Three months after 9/11, 20 men deemed dangerous to America landed at the Guantánamo Bay Naval Base. In the nine-years since, nearly 800 detainees—often arrested without probable cause and held without being tried or even charged—have been jailed on the Cuban island. Some have been released, some have been tried, and some have committed suicide. And Carol Rosenberg, a reporter for the Miami Herald, has covered it all.
“Carol’s daily accounts are what you need to read to understand Guantánamo 101,” Karen Greenberg, executive director of New York University’s Center on Law and Security tells David Glenn, who wrote a profile about Rosenberg for Columbia Journalism Review that was published in November. “She’s still the only person who can contextualize what’s going on. Carol’s has been the consistent presence.”

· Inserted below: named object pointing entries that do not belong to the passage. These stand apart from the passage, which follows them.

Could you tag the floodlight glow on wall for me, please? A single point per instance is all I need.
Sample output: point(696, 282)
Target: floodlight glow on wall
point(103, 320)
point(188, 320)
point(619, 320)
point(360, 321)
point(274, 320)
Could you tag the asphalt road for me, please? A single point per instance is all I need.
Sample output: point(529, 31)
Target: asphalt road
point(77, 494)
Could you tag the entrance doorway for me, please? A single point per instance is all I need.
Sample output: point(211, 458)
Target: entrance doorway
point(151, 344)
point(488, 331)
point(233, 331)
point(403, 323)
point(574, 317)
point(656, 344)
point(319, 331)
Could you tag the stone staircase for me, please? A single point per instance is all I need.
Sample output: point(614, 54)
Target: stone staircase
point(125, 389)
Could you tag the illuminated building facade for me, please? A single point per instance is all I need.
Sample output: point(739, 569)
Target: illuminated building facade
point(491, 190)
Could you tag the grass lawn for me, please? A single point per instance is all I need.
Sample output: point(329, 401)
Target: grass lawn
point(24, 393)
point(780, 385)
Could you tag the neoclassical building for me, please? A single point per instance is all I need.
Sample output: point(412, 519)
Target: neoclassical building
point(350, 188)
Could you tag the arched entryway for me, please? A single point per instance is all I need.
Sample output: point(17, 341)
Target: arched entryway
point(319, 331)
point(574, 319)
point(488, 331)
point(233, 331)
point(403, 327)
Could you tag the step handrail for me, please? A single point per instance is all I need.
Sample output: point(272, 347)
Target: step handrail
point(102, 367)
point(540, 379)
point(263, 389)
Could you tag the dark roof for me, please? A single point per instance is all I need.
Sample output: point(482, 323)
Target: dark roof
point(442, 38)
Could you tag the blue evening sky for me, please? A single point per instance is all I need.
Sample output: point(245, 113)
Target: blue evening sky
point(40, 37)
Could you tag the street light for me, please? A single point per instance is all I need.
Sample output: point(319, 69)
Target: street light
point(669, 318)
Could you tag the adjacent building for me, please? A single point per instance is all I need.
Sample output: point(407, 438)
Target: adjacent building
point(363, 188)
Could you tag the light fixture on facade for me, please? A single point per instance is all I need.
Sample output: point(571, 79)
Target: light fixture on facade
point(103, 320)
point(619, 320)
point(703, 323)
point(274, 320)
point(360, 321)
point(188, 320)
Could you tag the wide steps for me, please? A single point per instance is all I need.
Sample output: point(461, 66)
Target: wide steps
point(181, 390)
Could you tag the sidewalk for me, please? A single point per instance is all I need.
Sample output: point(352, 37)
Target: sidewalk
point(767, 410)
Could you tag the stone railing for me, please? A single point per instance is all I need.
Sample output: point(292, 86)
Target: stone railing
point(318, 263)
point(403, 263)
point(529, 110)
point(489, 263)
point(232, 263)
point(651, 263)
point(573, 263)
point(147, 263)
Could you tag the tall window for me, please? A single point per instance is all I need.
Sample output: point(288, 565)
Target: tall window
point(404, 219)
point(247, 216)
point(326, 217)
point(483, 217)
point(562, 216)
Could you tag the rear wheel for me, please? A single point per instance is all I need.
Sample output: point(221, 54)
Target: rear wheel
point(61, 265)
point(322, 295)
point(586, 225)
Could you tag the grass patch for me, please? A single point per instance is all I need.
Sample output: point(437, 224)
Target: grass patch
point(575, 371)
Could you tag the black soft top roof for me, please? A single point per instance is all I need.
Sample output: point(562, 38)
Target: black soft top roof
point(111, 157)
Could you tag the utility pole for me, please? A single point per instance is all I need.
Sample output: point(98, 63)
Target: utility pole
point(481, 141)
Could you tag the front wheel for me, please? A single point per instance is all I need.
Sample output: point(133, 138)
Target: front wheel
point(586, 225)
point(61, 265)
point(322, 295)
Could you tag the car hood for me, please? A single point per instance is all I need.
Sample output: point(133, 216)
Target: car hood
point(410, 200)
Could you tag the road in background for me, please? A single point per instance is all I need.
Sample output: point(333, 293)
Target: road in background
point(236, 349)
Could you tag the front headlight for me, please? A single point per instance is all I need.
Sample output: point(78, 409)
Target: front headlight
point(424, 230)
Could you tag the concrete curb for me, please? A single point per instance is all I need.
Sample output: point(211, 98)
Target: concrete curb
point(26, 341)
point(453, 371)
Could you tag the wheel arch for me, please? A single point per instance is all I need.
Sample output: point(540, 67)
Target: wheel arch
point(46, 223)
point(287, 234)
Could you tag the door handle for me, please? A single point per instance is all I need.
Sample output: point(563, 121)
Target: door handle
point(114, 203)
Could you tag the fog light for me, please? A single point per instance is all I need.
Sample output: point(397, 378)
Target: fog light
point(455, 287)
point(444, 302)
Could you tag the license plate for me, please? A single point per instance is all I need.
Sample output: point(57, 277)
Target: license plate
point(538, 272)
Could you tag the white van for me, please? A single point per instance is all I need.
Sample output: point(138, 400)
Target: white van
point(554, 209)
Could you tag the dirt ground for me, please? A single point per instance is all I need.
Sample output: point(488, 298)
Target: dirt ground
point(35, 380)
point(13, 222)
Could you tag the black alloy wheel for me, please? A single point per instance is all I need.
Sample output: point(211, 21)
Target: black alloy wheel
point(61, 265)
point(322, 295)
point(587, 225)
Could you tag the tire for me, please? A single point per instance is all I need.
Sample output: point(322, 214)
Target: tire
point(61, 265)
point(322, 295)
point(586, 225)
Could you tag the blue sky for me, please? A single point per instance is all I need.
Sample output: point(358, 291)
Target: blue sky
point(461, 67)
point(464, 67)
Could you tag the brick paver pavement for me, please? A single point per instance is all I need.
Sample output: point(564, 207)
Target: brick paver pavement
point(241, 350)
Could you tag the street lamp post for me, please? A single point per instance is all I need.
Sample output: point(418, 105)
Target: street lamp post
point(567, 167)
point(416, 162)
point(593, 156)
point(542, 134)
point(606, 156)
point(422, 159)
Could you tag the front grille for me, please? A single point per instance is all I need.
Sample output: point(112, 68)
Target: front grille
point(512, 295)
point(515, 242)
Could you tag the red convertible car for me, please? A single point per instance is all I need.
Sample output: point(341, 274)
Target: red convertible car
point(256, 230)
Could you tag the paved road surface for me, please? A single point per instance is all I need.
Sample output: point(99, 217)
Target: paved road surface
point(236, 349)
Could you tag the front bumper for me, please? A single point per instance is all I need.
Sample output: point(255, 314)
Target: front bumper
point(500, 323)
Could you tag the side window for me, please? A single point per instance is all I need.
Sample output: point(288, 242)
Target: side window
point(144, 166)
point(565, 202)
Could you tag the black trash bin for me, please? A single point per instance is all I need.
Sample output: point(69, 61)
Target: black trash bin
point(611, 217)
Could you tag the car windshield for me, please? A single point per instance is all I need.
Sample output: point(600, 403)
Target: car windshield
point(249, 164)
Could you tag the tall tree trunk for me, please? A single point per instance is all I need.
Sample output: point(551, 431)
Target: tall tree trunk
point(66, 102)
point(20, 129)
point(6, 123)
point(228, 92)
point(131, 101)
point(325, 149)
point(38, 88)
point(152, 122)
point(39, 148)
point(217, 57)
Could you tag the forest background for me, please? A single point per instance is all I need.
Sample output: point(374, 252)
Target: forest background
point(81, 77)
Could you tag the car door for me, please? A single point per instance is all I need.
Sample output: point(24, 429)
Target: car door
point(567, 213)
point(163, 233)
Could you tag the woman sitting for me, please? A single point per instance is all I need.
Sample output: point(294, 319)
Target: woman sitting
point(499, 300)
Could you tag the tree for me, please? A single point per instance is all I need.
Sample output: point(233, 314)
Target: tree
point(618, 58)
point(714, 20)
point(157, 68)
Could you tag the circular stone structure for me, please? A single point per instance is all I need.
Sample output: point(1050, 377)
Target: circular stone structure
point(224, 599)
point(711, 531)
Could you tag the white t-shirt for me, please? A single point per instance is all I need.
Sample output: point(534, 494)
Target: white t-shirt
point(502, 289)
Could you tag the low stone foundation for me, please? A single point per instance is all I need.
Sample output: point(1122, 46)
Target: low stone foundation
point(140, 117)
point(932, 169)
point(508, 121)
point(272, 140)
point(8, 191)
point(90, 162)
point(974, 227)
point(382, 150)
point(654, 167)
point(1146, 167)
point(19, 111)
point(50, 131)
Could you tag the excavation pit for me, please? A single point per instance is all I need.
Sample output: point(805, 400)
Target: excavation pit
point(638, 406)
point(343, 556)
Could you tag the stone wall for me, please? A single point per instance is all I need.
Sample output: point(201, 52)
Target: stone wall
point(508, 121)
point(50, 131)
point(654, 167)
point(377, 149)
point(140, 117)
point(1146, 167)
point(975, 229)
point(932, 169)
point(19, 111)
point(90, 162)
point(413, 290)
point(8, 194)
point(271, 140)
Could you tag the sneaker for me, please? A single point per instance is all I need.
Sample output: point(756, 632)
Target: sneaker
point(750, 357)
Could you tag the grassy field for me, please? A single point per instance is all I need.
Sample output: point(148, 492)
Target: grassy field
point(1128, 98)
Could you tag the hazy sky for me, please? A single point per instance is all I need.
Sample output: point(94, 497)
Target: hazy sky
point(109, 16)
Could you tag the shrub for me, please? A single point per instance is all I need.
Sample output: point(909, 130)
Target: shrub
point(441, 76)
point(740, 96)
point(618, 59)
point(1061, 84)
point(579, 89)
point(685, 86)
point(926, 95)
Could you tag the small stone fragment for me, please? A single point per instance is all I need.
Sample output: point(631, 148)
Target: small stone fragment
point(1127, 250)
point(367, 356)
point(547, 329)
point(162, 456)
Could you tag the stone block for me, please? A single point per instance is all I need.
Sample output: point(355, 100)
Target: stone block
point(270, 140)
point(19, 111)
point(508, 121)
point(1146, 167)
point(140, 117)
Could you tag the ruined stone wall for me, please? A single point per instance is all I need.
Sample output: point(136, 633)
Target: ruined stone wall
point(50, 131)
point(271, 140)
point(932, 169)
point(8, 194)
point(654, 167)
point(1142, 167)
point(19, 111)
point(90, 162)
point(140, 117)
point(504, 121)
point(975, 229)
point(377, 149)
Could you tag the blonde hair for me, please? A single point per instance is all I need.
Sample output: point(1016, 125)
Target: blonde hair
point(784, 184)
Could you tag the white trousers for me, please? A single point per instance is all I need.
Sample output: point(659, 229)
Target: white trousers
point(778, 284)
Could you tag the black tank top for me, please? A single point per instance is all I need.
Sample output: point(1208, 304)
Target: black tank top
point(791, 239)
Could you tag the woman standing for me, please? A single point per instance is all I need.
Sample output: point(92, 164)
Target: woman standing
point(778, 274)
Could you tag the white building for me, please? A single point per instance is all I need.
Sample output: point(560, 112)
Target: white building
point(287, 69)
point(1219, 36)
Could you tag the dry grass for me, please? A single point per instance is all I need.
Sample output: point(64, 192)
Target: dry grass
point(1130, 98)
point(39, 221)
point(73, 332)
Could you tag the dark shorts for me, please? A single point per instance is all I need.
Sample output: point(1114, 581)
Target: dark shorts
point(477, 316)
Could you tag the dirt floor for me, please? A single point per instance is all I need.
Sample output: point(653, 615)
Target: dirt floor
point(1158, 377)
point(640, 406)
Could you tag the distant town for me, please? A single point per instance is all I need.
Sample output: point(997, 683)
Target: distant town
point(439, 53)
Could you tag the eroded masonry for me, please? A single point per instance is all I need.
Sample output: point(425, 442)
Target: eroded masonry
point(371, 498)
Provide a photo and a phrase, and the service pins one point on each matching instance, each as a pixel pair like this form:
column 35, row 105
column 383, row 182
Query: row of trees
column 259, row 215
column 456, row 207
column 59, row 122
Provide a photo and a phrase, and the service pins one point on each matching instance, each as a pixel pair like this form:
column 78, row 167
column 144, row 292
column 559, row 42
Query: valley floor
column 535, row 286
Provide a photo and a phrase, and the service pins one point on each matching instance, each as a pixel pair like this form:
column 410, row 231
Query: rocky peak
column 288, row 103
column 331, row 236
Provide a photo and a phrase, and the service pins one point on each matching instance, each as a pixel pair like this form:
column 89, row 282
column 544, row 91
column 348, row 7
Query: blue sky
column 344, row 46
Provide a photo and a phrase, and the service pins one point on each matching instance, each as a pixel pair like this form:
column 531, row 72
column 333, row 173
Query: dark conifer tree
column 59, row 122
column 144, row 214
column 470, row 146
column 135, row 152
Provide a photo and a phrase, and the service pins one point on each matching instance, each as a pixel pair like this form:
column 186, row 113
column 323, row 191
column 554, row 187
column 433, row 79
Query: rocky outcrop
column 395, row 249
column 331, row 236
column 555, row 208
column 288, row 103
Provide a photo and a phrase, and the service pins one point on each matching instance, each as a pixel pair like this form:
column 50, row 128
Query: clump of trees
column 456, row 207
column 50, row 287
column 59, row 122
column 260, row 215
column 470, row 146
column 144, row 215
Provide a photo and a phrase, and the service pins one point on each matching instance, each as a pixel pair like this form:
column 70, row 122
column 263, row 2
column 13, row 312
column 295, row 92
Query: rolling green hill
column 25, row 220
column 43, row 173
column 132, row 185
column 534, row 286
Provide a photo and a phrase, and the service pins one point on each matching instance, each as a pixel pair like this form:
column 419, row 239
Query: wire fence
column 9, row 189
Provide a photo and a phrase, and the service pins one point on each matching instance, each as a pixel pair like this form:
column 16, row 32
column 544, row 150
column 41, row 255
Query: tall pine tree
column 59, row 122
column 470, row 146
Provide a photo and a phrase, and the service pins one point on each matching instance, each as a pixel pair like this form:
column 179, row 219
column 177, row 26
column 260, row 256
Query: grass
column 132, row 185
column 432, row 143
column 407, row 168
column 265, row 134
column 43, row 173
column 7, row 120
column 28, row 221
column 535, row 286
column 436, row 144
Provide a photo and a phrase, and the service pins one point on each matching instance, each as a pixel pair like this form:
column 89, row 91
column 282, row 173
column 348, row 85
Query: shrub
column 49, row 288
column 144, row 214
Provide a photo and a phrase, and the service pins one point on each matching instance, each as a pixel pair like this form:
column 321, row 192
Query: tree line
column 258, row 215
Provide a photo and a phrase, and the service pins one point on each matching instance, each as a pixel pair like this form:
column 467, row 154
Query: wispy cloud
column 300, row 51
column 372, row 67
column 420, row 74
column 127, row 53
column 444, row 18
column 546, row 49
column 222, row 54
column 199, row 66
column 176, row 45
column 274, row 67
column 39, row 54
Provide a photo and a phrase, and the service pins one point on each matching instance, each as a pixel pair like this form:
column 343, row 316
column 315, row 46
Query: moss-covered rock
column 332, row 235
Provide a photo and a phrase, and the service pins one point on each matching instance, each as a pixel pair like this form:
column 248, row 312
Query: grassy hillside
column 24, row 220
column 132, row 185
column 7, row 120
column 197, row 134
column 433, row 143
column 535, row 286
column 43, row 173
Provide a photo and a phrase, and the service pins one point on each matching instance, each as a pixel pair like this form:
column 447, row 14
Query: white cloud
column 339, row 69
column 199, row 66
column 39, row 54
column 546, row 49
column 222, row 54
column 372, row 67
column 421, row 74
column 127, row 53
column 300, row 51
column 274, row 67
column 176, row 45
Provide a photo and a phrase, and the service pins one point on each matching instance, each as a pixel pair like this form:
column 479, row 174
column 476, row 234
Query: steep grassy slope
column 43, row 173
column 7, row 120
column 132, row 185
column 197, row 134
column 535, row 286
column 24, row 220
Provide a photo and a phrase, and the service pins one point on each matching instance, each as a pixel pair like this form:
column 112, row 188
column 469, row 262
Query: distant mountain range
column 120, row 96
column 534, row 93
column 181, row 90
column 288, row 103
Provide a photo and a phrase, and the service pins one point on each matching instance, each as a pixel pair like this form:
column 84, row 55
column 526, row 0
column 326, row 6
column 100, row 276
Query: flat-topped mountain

She’s also a dogged daily reporter (an increasingly rare breed), who pushes back at the military’s efforts to limit information; files sharp, 1,000 word stories chronicling everything from the most mundane regulations to the most colorful detainees; and is completely uninterested in punditry. She isn’t even peddling a book. Instead, Rosenberg sleeps in the uncomfortable media tents at the Naval Base and cultivates her expanding list of sources, proving that institutional cooperation and feel good stories are not only unnecessary, but a waste of time.
“Reporters’ movements on the base are heavily stage-managed and during waking hours they’re almost never out of earshot of a public-affairs staff member,” Glenn writes. “Rosenberg has done much of her work here by gaining the trust of attorneys, guards, medical workers, and other personnel—and then finding way to communicate with them from Florida.”